Amo Jones’ The Elite Kings Club series rides the razor’s edge of Horror, Thriller, and Dark Romance genres. It’s a mindfuck of epic proportions and the tension and terror of more than a few parts required Ativan to read through–this is meant as a compliment.
Notorious and spoiled Madison Montgomery is escaping one nightmare via being introduced to another. She is already suffering a hangover from her mother’s recent tragic murder/suicide. Now Madi’s father has collected a new trophy wife, complete with delinquent son, with which to gift his traumatized little girl. Her new home is overrun by her new prep school’s ‘Ol’ Boy’s Club: a veritable army of hot as sin douche canoes who alternately protect and terrorize her.
There are a lot of things wrong with this book outside the very dark and abusive element. The writing is often atrocious with tense switching, sentence structure breakdowns, and typos. But the real failing is the inconsistency in the time table and the location handling.
We East Coast people cannot swim in a lake during Halloween unless we are having a hot spell straight out of hell. Halloween is also not the time of year for fireflies, we tend to stop seeing them when it’s frosting out. The Hamptons, while being the supposed location of Madison and the Kings, often feels straight from the lifestyle of Southern California and nothing could be further apart in customs and culture than old money families, and starlet beach life.
Further troubling is the messy managing of the timeline that begins the first day of school, followed by the weekend after she first meets the Kings, a few more days in school, and suddenly it’s Halloween. It’s a planner’s nightmare of calendar failures.
Okay then, why the high rating?
The story itself is fascinating. The characters are figures fashioned straight out of folk legend, news headlines, America’s Most Wanted, and the-guilty-pleasure-bad-boy-daydreaming-of -the-mentally-ill.
I am okay with my sickness.
And admitting you are twisted is the first step in denying that part of you exists.
I could barely put the book down despite it making my heart pound and palms sweat. The distortion of relationships: friends who are foes, foes who are allies, leaves the reader unsure who to trust. Least of all trustworthy is the heroine who can’t help herself from being lead down the proverbial drain. I knew she was pissing me off, doing dumb things that made me want to smack her, but I couldn’t look away from the train wreck she was with her nemesis/love interest/torturer.

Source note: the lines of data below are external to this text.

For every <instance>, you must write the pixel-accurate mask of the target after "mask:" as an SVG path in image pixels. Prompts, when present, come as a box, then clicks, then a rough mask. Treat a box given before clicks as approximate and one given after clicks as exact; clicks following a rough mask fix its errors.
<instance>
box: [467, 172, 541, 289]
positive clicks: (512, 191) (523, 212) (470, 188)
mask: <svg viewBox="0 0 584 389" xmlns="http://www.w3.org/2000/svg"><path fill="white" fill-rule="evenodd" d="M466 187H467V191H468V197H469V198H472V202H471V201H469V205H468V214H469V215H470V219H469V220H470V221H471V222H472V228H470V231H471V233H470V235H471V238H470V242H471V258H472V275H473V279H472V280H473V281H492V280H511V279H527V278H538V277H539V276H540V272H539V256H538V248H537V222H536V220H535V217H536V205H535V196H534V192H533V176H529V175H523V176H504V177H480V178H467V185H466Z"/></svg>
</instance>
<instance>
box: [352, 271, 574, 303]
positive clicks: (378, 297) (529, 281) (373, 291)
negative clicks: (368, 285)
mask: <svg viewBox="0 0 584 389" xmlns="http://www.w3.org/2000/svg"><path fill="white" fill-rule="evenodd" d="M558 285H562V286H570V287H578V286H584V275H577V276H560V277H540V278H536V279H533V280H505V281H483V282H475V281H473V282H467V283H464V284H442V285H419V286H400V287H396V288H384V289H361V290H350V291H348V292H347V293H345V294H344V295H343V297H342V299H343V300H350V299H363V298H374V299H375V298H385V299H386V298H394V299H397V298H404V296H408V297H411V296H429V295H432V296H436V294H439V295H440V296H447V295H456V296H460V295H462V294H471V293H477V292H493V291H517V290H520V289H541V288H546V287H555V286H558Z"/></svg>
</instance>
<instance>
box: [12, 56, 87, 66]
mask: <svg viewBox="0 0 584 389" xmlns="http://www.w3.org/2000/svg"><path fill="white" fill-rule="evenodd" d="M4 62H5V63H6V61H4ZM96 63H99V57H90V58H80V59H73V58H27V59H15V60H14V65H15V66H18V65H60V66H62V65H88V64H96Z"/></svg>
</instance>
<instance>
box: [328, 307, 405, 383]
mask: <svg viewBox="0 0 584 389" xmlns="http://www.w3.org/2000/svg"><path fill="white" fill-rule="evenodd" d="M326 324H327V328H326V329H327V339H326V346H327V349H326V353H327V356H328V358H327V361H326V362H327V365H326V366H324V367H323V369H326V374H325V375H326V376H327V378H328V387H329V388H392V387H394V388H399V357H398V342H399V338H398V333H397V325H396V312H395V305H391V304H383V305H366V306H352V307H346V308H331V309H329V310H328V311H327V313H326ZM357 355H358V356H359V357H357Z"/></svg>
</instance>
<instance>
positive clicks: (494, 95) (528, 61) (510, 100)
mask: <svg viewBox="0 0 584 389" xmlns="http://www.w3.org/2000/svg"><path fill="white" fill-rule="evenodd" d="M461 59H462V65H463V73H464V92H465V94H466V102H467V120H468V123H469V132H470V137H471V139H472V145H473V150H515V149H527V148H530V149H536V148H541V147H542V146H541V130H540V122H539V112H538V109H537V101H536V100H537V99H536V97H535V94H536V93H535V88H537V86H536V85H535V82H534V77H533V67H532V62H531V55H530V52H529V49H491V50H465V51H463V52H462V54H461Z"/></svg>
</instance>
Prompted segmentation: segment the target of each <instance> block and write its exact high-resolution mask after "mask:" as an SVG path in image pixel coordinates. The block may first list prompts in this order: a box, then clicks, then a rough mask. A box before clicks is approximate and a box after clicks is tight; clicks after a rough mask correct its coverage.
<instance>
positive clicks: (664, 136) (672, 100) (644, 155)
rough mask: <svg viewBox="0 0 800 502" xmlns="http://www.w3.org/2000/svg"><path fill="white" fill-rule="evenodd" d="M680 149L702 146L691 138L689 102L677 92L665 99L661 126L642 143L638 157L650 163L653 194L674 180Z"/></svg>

Bishop Vincent Hayes is a degenerate blackhole where good girls go to die.
That said, I was a mess reading Silver Swan. I was flipping pages wondering what in the world Madison was thinking while doing the nonsense she was doing. I was also wondering what in the world I was thinking making excuses for this broken Cinderella. All the absurdity of who she was becoming as the story developed made sense to me. I got why she always made the wrong choice. Madison Montgomery is tragically broken to start with and each time she is further shattered it is shaping her into this more fragile glass punching bag begging for crueler punishments.
And I make no excuses for bullying and torture except to say that Amo Jones makes it sound so beautifully reformative.
By the way Bishop Vincent Hayes isn’t the only blackhole in the Elite Kings Club Universe. They are all blackholes in a cosmic clusterfuck of lunacy.